Alexis Landau has 2 audiobooks on Listento.it, narrated by 4 narrators, with an average listener rating of 5★ across 3 ratings. The most-rated is Those Who Are Saved.

In the spirit of We Were the Lucky Ones and We Must Be Brave, a heartbreaking World War II novel of one mother's impossible choice and her search for her daughter against the odds. As a Russian Jewish émigré to France, Vera's wealth cannot protect her or her four-year-old-daughter, Lucie, once the Nazis occupy the country. After receiving notice that all foreigners must report to an internment camp, Vera has just a few hours to make an impossible choice: Does she subject Lucie to the horrid conditions of the camp, or does she put her into hiding with her beloved and trusted governess, safe until Vera can retrieve her? Believing the war will end soon, Vera chooses to leave Lucie in safety. She cannot know that she and her husband will have an opportunity to escape, to flee to America. She cannot know that Lucie's governess will have fled with Lucie to family in rural France, too far to reach in time. And so begins a heartbreaking journey and separation, a war and a continent apart. Vera's marriage will falter under the surreal sun of California. Her ability to write - once her passion - will disappear. But Vera's love for Lucie, her faith that her daughter lives, will only grow. As Vera's determination to return to France and find Lucie crystalizes, she meets Sasha, a man on his own search for meaning. She is stronger with Sasha than she is alone. Together they will journey to Lucie. They will find her fate.
©2021 Alexis Landau (P)2021 Penguin Audio

A sweeping, gorgeously written debut novel of duty to family and country, passion, and blood ties unraveling in the charged political climate of Berlin between the wars.
"Empire of the Senses is lush, smart, sexy, affecting, interesting, beautifully researched and well made. Spending time in the world of this novel is an absolute pleasure" (Aimee Bender).
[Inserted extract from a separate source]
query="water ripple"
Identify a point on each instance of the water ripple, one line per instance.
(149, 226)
Lev Perlmutter, an assimilated, cultured German Jew, enlists to fight in World War I, leaving behind his gentile wife, Josephine, and their children, Franz and Vicki. Moving between Lev's and Josephine's viewpoints, part one of the novel focuses on Lev's experiences on the Eastern Front - both in war and in love - which render his life at home a pale aftermath by comparison. Part two picks up in Berlin in 1927-1928: the Perlmutter children, now young adults, grapple with their own questions - Franz drawn into the brown shirt movement, struggling with his unexpressed homosexuality; Vicki seduced by jazz, bobbed hair, and falling in love with a young man who wants to take her to Palestine.
Unlike most historical novels of this kind, The Empire of the Senses is not about the Holocaust but rather about the brew that led to it and about why it was unimaginable to ordinary people like Lev and his wife. Plotted with meticulous precision and populated by characters who feel and dream to the fullest, it holds us rapt as the tides of cultural loss and ethnic hatred come to coexist with those of love, passion, and the power of the human spirit.